Se trata de un hombre de 67 años que inició su padecimiento en marzo de 2016 con disuria, nicturia, tenesmo vesical, polaquiuria y goteo terminal. A la exploración física, se encontró al tacto rectal la próstata aumentada de tamaño (grado II), de consistencia normal, sin datos sospechosos de malignidad. Se solicitó antígeno prostático específico, cuyo resultado fue de 7,9 ng/ml con 14,6% de antígeno libre, por lo que se le tomaron biopsias de próstata guiadas por ultrasonido en abril de 2017. El diagnóstico anatomopatológico de las biopsias de próstata fue de adenocarcinoma acinar con suma Gleason 5 + 5 = 10, bilateral.
La gammagrafía ósea no mostró metástasis óseas, por lo que se decidió manejo quirúrgico con prostatectomía radical retropúbica con linfadenectomía pélvica bilateral extendida.
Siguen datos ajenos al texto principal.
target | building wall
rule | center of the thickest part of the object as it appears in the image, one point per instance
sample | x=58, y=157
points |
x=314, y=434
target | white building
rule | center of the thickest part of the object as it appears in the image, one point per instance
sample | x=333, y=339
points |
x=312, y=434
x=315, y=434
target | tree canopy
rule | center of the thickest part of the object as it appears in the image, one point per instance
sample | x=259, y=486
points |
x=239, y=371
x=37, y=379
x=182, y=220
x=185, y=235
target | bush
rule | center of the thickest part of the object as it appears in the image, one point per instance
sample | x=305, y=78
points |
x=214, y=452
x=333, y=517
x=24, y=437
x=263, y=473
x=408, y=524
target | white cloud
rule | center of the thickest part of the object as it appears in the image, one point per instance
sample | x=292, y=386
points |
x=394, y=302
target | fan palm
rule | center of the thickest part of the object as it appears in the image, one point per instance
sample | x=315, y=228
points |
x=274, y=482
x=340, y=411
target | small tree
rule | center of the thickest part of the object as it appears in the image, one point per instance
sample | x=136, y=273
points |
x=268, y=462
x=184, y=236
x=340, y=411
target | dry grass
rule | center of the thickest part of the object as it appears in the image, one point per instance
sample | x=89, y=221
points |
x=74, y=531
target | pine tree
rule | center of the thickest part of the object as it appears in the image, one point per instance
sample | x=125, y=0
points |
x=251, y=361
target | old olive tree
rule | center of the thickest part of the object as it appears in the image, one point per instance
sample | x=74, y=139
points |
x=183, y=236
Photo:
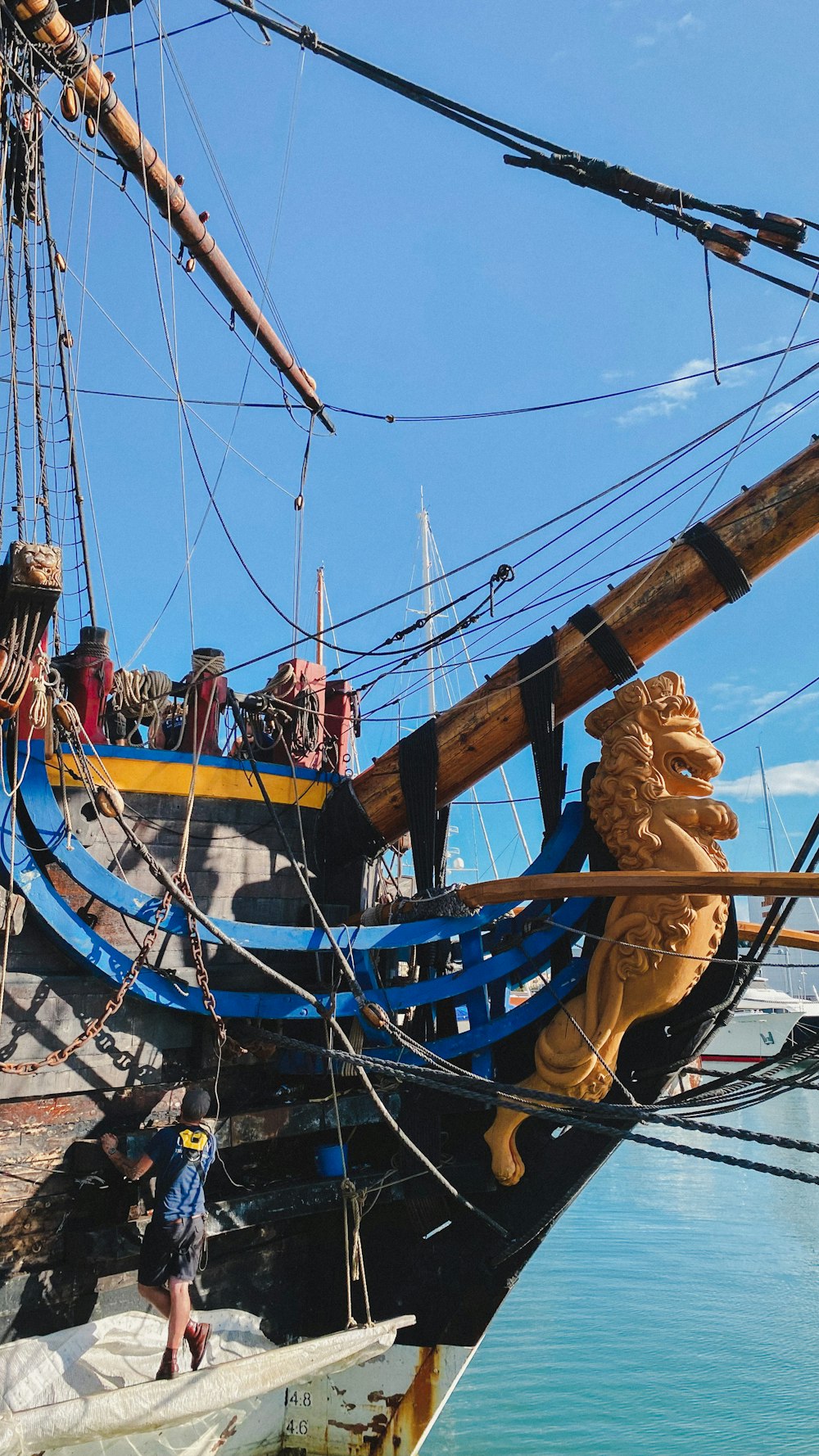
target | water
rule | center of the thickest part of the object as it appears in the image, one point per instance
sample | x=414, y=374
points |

La glándula prostática pesó 99 g y midió 6,8 × 5,0 × 4,9 cm, era piriforme, de superficie anfractuosa y de color pardo. Al corte, era de consistencia firme, sólida y de color café.
Los cortes histológicos demostraron que el 90% de la lesión era malacoplaquia con un foco de adenocarcinoma de 5 mm. A mayor aumento, las glándulas tumorales muestran patrón de Gleason 3 + 4, similares a las vistas en las biopsias transrectales. Asimismo, el estroma mostró acumulaciones de histiocitos fusiformes, acompañados de infiltrado inflamatorio mixto, con linfocitos y leucocitos polimorfonucleares. Focalmente y a mayor aumento, el citoplasma de algunos macrófagos es amplio y eosinofílico (células de von Hansemann) con calcificaciones pequeñas y redondas, que corresponden a cuerpos de Michaelis-Gutmann y que resaltan con la tinción de von Kossa. Con estudio de inmunohistoquímica, los histiocitos que conforman la malacoplaquia son positivos a CD68 y a CD163.
El antígeno prostático específico, 2 meses después de la cirugía, resultó en 0,0 ng/ml y así se ha mantenido hasta su última visita en febrero del 2019.